Because of quarantine, I am outside gardening. As I putter, I think about Grandma. I loved following her around the garden. She had all day long to tend to her garden on sunny days. She would leisurely walk to the barn, take a hoe out of the corner, leisurely walk back to the garden and hoe steadily. She would pull a cloth hanky from between her breasts, wipe her face, and then stroll back to the barn, put the hoe away, and then walk slowly to the house to get a watering can, making many trips. Such grace. Oh, and I forgot to say that she sang while she worked.
My Grandma was not decrepit. She had energy and life. She didn't hurry to do anything, but it all got done. I could tell she enjoyed working outside. She savored life.
I am not normally one to putter. There is always something "next" in my mind to do...things that seem urgent. I gotta do tasks fast before I lose interest. Why? I didn't think I had time to enjoy gardening.
I have grown up in a "performance" oriented world. School gave me lots of work and I did it fast and well. My parents emphasize that if I was going to do a job....any job....I had to do it right.
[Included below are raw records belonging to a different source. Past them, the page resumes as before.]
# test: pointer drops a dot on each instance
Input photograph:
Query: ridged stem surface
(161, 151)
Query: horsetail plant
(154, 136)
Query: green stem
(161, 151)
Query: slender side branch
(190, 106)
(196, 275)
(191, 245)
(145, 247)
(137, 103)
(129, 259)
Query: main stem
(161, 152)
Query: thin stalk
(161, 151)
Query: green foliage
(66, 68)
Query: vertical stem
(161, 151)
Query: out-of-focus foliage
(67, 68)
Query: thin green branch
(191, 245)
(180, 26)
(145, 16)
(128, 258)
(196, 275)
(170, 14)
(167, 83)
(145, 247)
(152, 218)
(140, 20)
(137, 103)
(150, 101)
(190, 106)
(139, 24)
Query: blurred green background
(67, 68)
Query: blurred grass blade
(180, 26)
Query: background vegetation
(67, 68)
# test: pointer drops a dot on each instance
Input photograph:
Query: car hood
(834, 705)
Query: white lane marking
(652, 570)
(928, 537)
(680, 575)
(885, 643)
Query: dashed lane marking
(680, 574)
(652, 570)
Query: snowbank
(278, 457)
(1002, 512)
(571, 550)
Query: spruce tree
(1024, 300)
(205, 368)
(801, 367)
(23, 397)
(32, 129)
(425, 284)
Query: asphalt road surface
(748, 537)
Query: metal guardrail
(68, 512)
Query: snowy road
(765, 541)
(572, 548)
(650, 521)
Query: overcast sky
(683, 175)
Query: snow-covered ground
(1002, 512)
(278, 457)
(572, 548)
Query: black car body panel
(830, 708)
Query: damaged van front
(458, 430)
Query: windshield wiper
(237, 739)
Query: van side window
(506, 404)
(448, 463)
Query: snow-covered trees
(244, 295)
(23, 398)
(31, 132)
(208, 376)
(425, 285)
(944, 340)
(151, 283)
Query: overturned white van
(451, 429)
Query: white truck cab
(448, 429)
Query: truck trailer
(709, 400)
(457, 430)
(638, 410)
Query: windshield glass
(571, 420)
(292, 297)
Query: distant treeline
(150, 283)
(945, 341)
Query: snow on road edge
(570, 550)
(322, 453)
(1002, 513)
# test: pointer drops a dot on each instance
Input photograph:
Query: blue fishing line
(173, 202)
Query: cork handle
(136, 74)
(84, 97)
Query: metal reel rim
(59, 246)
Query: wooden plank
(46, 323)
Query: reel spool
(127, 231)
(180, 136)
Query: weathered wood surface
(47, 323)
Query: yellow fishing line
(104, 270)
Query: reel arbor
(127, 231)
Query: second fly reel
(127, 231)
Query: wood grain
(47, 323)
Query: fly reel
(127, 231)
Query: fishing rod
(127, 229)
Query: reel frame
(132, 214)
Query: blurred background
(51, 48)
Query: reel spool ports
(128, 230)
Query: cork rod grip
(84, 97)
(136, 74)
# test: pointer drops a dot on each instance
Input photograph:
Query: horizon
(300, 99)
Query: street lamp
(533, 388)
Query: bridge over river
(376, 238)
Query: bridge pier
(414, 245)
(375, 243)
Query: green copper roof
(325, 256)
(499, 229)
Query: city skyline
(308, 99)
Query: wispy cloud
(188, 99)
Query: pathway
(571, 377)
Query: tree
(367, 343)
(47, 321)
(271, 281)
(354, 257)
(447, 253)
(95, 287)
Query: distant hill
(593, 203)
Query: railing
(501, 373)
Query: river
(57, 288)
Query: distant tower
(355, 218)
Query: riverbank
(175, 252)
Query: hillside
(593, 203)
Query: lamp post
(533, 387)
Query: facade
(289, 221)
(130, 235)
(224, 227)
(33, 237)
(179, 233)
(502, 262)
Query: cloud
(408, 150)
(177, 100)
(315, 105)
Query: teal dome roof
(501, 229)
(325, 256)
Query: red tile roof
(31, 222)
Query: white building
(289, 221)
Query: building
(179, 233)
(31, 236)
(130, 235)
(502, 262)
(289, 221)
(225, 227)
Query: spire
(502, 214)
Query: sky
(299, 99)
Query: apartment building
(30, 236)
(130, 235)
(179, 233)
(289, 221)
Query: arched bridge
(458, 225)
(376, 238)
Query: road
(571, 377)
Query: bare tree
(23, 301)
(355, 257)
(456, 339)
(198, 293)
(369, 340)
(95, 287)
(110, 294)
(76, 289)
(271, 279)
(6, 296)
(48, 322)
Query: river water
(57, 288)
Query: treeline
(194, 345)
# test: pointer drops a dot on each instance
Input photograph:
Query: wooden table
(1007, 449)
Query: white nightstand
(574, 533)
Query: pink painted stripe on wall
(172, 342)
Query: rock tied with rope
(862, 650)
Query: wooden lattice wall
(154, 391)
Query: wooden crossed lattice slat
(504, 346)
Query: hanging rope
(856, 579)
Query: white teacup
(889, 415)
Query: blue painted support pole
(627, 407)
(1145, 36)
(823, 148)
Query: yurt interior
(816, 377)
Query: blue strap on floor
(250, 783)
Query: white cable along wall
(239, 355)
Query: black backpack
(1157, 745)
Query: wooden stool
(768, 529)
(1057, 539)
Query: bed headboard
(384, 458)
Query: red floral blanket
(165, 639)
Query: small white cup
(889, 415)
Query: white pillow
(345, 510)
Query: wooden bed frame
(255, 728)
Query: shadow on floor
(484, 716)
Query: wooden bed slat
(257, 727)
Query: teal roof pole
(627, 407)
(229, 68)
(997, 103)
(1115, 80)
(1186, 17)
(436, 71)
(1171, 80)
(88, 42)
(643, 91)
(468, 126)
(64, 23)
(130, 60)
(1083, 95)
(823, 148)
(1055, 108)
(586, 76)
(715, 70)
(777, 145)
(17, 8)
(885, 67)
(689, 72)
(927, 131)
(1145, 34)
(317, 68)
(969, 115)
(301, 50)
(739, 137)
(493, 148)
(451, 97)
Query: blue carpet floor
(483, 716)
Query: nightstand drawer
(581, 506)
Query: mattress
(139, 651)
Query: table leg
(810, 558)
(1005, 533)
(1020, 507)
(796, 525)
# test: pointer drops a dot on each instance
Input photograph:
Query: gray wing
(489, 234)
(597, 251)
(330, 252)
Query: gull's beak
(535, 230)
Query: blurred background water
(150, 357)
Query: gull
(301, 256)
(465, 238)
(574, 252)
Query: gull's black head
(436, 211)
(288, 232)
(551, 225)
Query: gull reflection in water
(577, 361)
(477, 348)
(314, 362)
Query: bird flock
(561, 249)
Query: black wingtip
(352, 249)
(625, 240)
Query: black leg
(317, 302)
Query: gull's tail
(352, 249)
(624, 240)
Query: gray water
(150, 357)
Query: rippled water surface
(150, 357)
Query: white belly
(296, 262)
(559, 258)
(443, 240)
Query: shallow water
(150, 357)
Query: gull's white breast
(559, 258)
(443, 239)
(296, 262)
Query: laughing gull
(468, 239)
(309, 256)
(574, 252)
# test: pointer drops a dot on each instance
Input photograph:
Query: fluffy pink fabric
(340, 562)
I tried to do it right, but I did most things fast, so I could get them over with and move on....to something. Something? Something I felt I needed to do to feel good about myself.
As an adult, my worth seems to depend on how much I can get done. Nobody tells me that. Just me.
I have been ordered to stay by myself. Ahh. The quiet. But no. That is hard. It has made me ponder the things that move me. My mindset is changing in ways that would have not changed otherwise if I had continued my pace. I don't feel like the "me" I thought I was. Can I be content without feeling like I have to accomplish something?
I am "pushing myself" to go in slow motion. I may be old, but not decrepit. Like Grandma,I have piles of energy. If only Grandma knew her impact. She died when I was 16. But not in my heart.
Mind, slow down. Body, release the energy steadily and with contentment.